The chancellor is expected to announce an extension to the Bank of England-run Funding for Lending Scheme (FLS) in the coming weeks.
The scheme was launched in August and was due to expire in January 2014.
The move comes amid pressure from the International Monetary Fund (IMF) for Mr Osborne to reconsider the pace of his austerity programme.
It also follows the decision by Fitch Ratings to strip the UK of its triple-A status on Friday, becoming the second of the big three rating agencies to do so.
The extension to the FLS may be announced before the IMF arrives in the UK to begin regular annual consultations with the government next month.
The scheme's launch last year was designed to boost lending to small businesses and households by providing banks with cheap loans on the proviso that they pass them on to customers.
The scheme has so far been criticised because Bank of England figures suggest participating banks were lending less money overall in the second half of 2012 than they were in the previous six months.
But it has also been credited with helping lower the cost of mortgages.

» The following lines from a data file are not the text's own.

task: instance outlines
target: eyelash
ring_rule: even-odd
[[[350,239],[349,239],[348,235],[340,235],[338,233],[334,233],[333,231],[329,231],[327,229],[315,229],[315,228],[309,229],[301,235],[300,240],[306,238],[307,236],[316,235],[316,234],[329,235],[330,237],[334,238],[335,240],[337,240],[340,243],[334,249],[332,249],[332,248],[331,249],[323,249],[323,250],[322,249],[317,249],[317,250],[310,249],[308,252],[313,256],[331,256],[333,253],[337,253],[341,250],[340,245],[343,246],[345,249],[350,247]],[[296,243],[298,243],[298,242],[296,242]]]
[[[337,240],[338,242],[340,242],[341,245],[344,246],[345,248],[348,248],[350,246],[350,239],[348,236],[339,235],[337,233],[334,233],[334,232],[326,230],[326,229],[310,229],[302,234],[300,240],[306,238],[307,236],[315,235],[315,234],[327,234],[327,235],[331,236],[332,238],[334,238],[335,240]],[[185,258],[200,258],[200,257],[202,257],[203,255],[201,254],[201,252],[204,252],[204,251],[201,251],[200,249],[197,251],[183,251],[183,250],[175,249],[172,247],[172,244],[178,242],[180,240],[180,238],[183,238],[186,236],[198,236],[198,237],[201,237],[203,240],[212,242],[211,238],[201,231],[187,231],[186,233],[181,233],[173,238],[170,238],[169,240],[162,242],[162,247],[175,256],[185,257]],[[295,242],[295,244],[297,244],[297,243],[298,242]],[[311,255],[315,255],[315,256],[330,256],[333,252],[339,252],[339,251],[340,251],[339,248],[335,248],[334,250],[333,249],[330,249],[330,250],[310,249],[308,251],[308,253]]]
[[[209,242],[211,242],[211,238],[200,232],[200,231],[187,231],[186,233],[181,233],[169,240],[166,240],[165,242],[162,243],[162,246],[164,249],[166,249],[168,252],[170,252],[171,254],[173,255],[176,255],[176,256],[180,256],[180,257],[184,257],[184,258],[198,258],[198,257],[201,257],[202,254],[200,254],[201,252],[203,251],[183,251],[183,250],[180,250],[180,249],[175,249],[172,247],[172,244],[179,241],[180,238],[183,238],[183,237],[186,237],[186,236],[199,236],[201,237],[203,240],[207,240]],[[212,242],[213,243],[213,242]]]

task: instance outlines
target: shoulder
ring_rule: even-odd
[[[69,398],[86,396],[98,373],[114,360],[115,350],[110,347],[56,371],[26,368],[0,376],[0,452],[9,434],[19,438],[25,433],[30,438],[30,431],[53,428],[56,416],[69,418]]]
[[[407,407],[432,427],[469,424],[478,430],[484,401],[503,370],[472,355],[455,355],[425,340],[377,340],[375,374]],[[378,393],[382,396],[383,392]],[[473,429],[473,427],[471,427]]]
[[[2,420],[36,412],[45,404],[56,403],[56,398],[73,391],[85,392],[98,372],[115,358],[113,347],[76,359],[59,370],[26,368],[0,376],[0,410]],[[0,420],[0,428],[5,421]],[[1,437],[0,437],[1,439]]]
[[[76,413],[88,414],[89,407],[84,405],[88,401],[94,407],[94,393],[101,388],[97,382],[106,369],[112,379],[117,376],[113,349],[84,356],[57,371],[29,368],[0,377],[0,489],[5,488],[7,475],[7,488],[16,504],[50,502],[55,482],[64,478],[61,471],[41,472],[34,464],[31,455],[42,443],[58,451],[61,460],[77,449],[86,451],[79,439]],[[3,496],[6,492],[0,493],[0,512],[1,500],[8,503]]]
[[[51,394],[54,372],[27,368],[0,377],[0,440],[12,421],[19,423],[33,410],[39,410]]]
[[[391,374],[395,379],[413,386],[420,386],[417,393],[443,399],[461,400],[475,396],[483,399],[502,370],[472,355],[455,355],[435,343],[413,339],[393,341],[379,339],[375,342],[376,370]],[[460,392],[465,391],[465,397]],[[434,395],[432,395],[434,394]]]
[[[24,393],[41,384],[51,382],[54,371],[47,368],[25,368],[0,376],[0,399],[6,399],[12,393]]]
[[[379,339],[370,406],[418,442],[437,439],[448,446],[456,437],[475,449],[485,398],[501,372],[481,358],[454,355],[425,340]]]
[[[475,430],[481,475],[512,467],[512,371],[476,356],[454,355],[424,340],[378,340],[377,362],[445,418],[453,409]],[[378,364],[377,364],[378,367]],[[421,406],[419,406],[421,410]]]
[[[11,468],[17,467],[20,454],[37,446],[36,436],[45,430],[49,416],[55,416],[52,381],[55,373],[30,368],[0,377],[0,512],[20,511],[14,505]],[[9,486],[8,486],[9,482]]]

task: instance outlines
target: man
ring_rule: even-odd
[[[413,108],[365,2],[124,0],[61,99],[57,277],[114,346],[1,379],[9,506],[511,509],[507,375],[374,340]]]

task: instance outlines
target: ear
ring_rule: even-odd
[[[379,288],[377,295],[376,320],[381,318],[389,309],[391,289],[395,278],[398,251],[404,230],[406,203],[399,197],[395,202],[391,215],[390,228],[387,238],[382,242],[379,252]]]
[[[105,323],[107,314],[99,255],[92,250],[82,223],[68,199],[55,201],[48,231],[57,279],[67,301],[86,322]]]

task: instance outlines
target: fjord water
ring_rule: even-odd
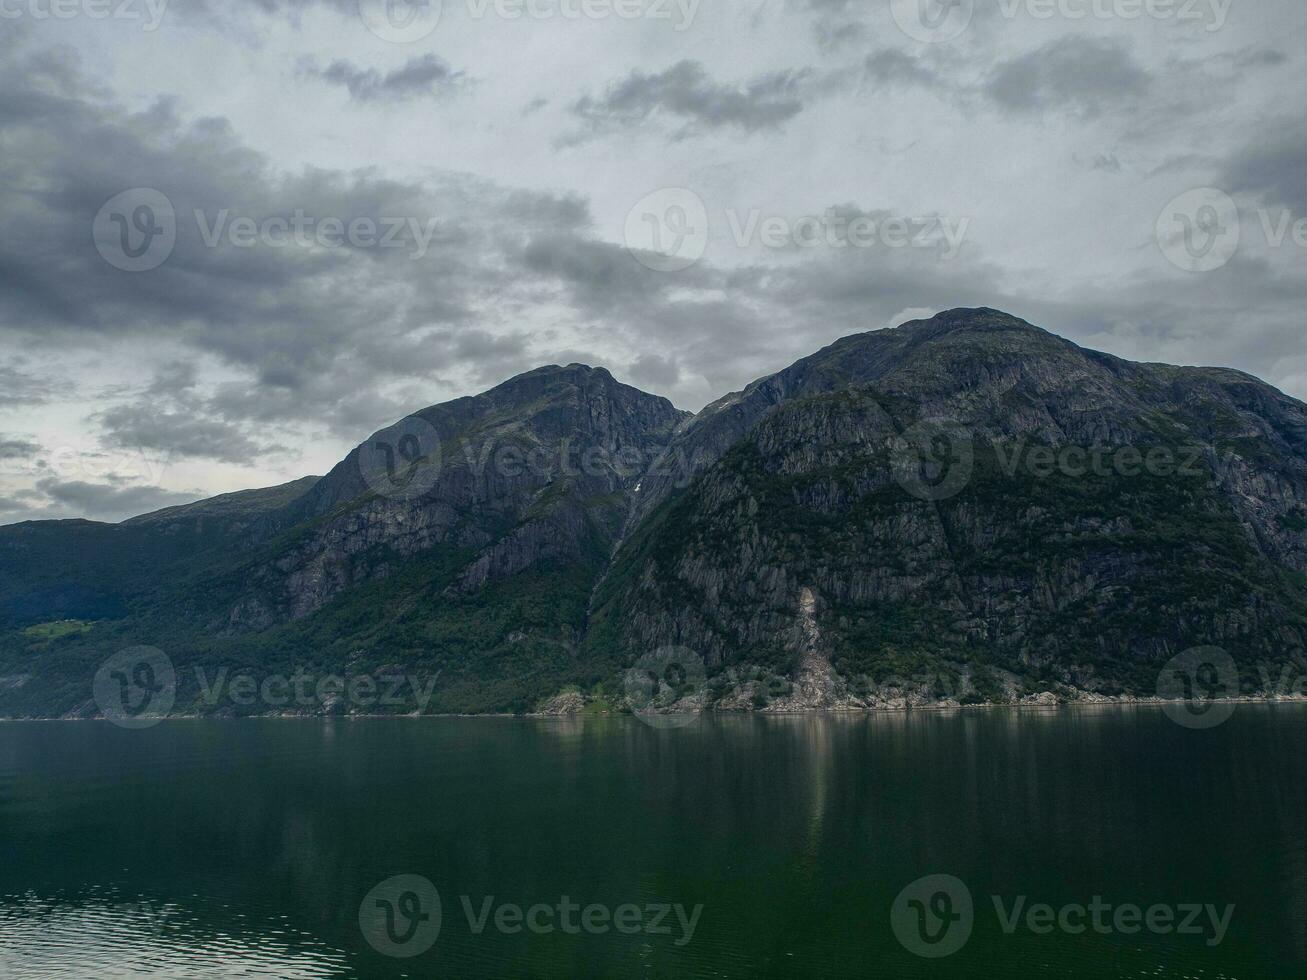
[[[1200,731],[1152,707],[0,725],[0,976],[1302,977],[1304,747],[1287,704]],[[408,960],[359,926],[401,874],[442,900]],[[943,959],[891,928],[930,874],[974,898]],[[994,895],[1234,912],[1214,946],[1009,934]],[[689,941],[674,914],[477,933],[464,896],[703,910]]]

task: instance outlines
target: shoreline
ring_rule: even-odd
[[[418,714],[409,712],[407,714],[374,714],[356,712],[350,714],[255,714],[255,715],[195,715],[195,714],[176,714],[165,715],[157,721],[151,719],[152,724],[142,727],[153,727],[166,721],[367,721],[376,719],[408,719],[410,721],[421,721],[428,718],[495,718],[495,719],[530,719],[533,721],[541,720],[558,720],[572,721],[584,718],[638,718],[640,715],[658,716],[684,716],[690,714],[697,715],[721,715],[723,717],[740,718],[749,716],[759,717],[785,717],[785,716],[804,716],[804,715],[875,715],[875,714],[907,714],[912,711],[990,711],[995,709],[1017,709],[1017,710],[1039,710],[1039,711],[1057,711],[1064,708],[1164,708],[1172,704],[1186,704],[1184,699],[1165,699],[1158,697],[1150,698],[1096,698],[1094,700],[1067,700],[1056,702],[1039,702],[1039,701],[987,701],[978,704],[903,704],[903,705],[829,705],[812,708],[783,708],[777,710],[763,709],[745,709],[745,708],[711,708],[704,711],[573,711],[567,713],[550,713],[550,712],[526,712],[524,714],[511,714],[508,712],[482,712],[478,714],[468,714],[466,712],[432,712],[430,714]],[[1288,705],[1307,705],[1307,695],[1267,695],[1267,696],[1242,696],[1237,698],[1212,698],[1202,702],[1203,704],[1288,704]],[[50,717],[27,717],[12,718],[0,717],[0,725],[21,725],[47,722],[68,722],[73,724],[87,722],[109,722],[117,724],[111,719],[103,716],[92,718],[68,718],[62,716]],[[121,726],[119,726],[121,727]]]

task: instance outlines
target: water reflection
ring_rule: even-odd
[[[231,910],[216,911],[239,919]],[[295,980],[350,975],[342,951],[284,922],[217,931],[194,911],[148,900],[95,892],[78,900],[0,896],[0,976],[8,980],[258,974]]]
[[[0,975],[87,975],[101,953],[89,975],[1298,977],[1305,740],[1297,705],[1199,733],[1150,706],[0,725]],[[981,907],[1238,911],[1214,950],[991,923],[942,968],[886,920],[934,873]],[[398,874],[437,883],[446,909],[410,965],[357,930]],[[685,947],[461,921],[461,896],[563,895],[705,913]]]

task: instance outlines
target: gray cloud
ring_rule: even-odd
[[[681,368],[676,360],[671,357],[659,357],[657,354],[643,354],[637,357],[628,369],[628,373],[636,384],[664,390],[676,387],[681,380]]]
[[[1307,217],[1307,121],[1279,118],[1225,164],[1223,186]]]
[[[160,411],[149,401],[119,405],[100,414],[104,443],[118,449],[155,450],[191,459],[249,463],[281,447],[260,445],[241,427],[195,411]]]
[[[1236,51],[1230,58],[1236,68],[1279,68],[1289,63],[1289,56],[1274,48],[1253,48]]]
[[[29,459],[40,452],[40,445],[30,439],[0,435],[0,460]]]
[[[148,510],[178,488],[228,489],[233,467],[259,474],[251,484],[288,479],[329,466],[339,443],[541,363],[625,365],[694,408],[921,308],[1010,308],[1115,353],[1226,363],[1307,392],[1292,253],[1250,240],[1196,277],[1151,241],[1165,202],[1205,183],[1307,213],[1302,127],[1278,117],[1301,101],[1282,52],[1307,31],[1307,8],[1264,3],[1265,18],[1210,34],[1095,22],[1052,43],[1056,22],[1018,28],[984,4],[969,32],[929,46],[897,31],[888,4],[851,0],[727,16],[705,5],[685,34],[442,23],[441,55],[475,85],[434,55],[392,71],[405,49],[369,33],[356,0],[196,0],[121,48],[17,22],[0,36],[0,428],[88,459],[99,435],[107,458],[56,470],[38,455],[25,485],[0,481],[0,514]],[[28,46],[56,30],[66,47]],[[175,55],[157,69],[156,43]],[[313,81],[285,84],[310,43]],[[191,65],[248,71],[249,84],[215,86]],[[460,82],[439,128],[392,108],[434,108],[427,93]],[[251,92],[275,98],[256,108]],[[90,226],[139,186],[183,220],[162,266],[128,274],[101,259]],[[660,274],[623,247],[623,221],[674,186],[700,193],[714,234],[697,264]],[[950,209],[973,231],[945,261],[933,249],[737,248],[723,216],[793,219],[831,201],[877,219]],[[435,222],[415,260],[357,244],[209,245],[196,210],[205,223],[297,210]],[[100,355],[103,378],[87,366]],[[141,486],[101,475],[145,448],[175,465],[113,470]],[[156,485],[165,477],[171,489]]]
[[[50,71],[65,92],[59,98],[37,78]],[[0,62],[0,139],[10,148],[10,179],[0,187],[0,335],[36,347],[70,337],[150,337],[248,374],[211,403],[154,420],[148,402],[106,412],[106,435],[119,445],[199,455],[209,441],[210,458],[236,461],[271,444],[239,423],[306,421],[353,436],[425,404],[378,394],[383,383],[430,383],[459,365],[478,374],[529,366],[520,339],[476,341],[465,329],[473,308],[528,302],[503,270],[535,235],[547,230],[580,242],[590,234],[587,205],[575,196],[451,173],[404,183],[368,172],[280,172],[225,120],[187,124],[167,100],[136,113],[105,101],[75,59]],[[101,205],[138,186],[172,202],[177,241],[158,268],[132,274],[105,262],[90,232]],[[284,228],[297,212],[345,226],[368,220],[377,238],[402,221],[403,247],[306,248],[283,238],[242,248],[229,235],[205,241],[224,221]],[[413,227],[431,235],[421,258]],[[428,390],[434,399],[439,389]],[[0,405],[49,396],[48,383],[0,367]],[[384,414],[364,419],[364,406]]]
[[[882,85],[922,85],[951,88],[950,83],[921,58],[914,58],[897,48],[880,48],[863,62],[867,77]]]
[[[0,279],[4,276],[0,269]],[[54,386],[12,364],[0,364],[0,408],[18,405],[39,405],[48,401]]]
[[[856,21],[836,21],[819,19],[813,26],[817,46],[830,53],[852,47],[867,36],[867,28]]]
[[[384,75],[375,68],[360,68],[344,59],[337,59],[326,68],[319,68],[311,60],[306,61],[303,70],[348,89],[350,96],[360,102],[445,95],[467,82],[463,72],[455,71],[434,54],[411,58],[403,67]]]
[[[803,111],[806,71],[778,71],[743,85],[713,81],[697,61],[681,61],[654,75],[636,69],[599,98],[585,96],[572,111],[598,131],[629,129],[659,115],[684,120],[697,130],[774,129]]]
[[[1096,116],[1138,99],[1151,85],[1124,42],[1071,36],[1000,64],[985,91],[1013,112],[1061,109]]]
[[[100,426],[102,444],[169,460],[238,465],[288,451],[266,435],[257,437],[259,427],[248,418],[248,404],[206,397],[197,381],[192,363],[163,365],[135,398],[96,413],[93,420]],[[231,411],[237,405],[240,411]]]

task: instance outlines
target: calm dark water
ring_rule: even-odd
[[[1292,705],[1207,731],[1152,708],[0,725],[0,976],[1300,978],[1305,747]],[[926,959],[891,910],[936,874],[974,925]],[[411,959],[360,927],[380,894],[396,942],[430,937],[417,891],[373,892],[397,875],[441,899]],[[1008,933],[993,895],[1234,911],[1215,945],[1111,912]],[[463,897],[490,896],[555,931],[477,933]],[[562,931],[563,896],[635,906],[632,931]],[[962,928],[921,918],[939,898],[927,935]],[[664,904],[702,906],[691,936]]]

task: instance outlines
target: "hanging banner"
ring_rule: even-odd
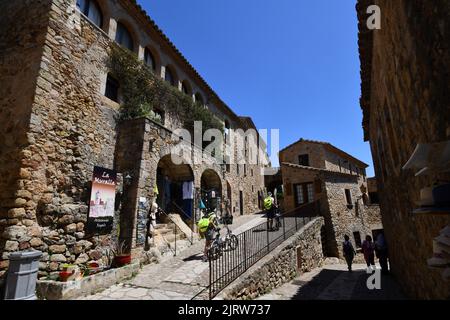
[[[94,167],[87,221],[88,232],[111,233],[114,220],[117,174],[113,170]]]

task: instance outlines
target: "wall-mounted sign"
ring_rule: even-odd
[[[111,233],[114,220],[117,174],[113,170],[94,167],[87,229],[94,234]]]

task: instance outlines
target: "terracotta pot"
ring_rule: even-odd
[[[131,263],[131,255],[114,257],[114,264],[117,267],[123,267]]]
[[[61,280],[62,282],[67,282],[67,279],[69,279],[69,277],[73,274],[73,272],[69,272],[69,271],[60,271],[59,272],[59,280]]]

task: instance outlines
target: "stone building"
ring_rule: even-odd
[[[235,139],[232,129],[255,128],[217,96],[135,1],[2,1],[0,277],[8,255],[28,248],[45,253],[41,276],[63,263],[104,258],[110,236],[86,231],[94,166],[118,173],[116,222],[136,257],[145,237],[140,200],[148,204],[153,199],[161,177],[171,181],[171,198],[166,199],[172,202],[181,199],[180,184],[193,181],[197,202],[212,190],[235,215],[259,210],[265,166],[259,135],[257,152],[250,151],[247,139],[244,147],[245,153],[257,153],[256,162],[223,164],[217,157],[201,156],[201,141],[173,135],[183,119],[164,106],[154,107],[151,119],[118,121],[126,86],[111,75],[107,63],[111,48],[119,47],[114,43],[133,52],[158,81],[219,119],[226,144]],[[175,145],[200,161],[175,164]],[[161,189],[164,185],[158,188],[160,196]]]
[[[380,8],[380,29],[367,27],[373,4]],[[415,209],[422,188],[450,176],[416,177],[402,168],[418,143],[450,140],[449,3],[359,0],[356,10],[364,140],[372,150],[391,271],[412,298],[448,299],[448,279],[427,259],[450,212]]]
[[[287,212],[325,219],[324,251],[342,257],[347,234],[355,248],[383,227],[378,205],[368,199],[367,164],[330,143],[300,139],[279,154]]]

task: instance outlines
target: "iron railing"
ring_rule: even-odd
[[[316,201],[284,213],[280,217],[281,227],[276,231],[269,231],[268,222],[263,222],[237,234],[238,246],[235,250],[224,251],[218,259],[209,260],[209,299],[213,299],[252,265],[317,217],[318,209],[319,203]]]

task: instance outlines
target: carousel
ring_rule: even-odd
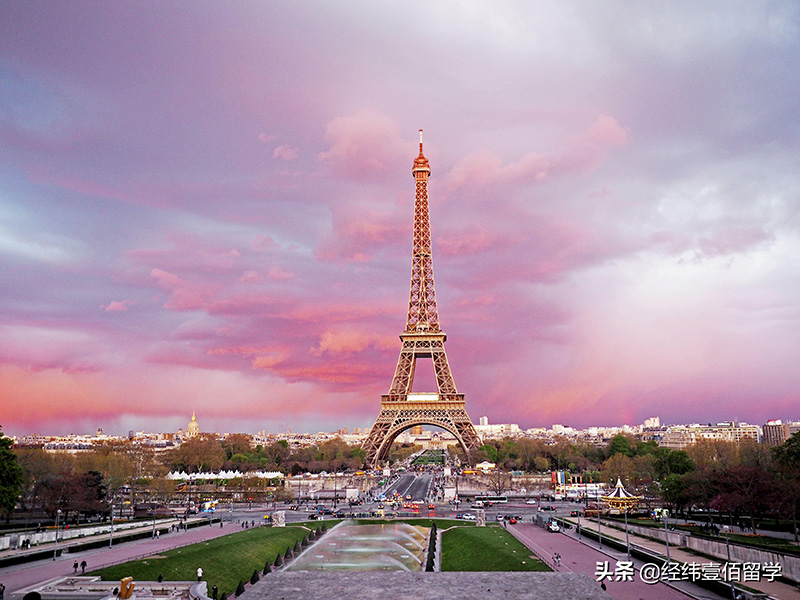
[[[631,494],[622,485],[622,479],[617,478],[617,485],[614,486],[613,491],[608,496],[601,496],[600,500],[608,505],[609,510],[628,514],[639,508],[642,497]]]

Mr Osborne first suggested extending the scheme in his Budget in March, and the Bank of England's Monetary Policy Committee said there may be "merit" in an extension when it met earlier this month.
The government hopes such schemes will help boost growth, which has remained sluggish since the UK first fell into recession during the 2008 financial crisis.
On Thursday, the Office for National Statistics will release its first estimates for how much the economy grew in the first three months of this year.
Many economists expect the economy to have grown, but only by about 0.1%.
'Time to consider'
Although it has yet to start formal discussions with the UK government, there are increasing signs the IMF believes the slow pace of growth means the UK should consider slowing the pace of its spending cuts.
Last week the IMF downgraded its growth forecasts for the UK, and chief economist Olivier Blanchard warned the UK was "playing with fire" and should consider alternatives to its current austerity drive.
IMF chief Christine Lagarde later told the BBC that "now might be the time to consider" adjusting the pace of the austerity programme.
But she stressed the importance of dialogue with the UK government.
IMF officials are due to arrive in the UK next month for annual consultations that allow it to monitor member countries and issue recommendations about economic policy.
Mr Osborne said he would defend his policies, saying: "Britain's got the right plan in terms of dealing with its deficit."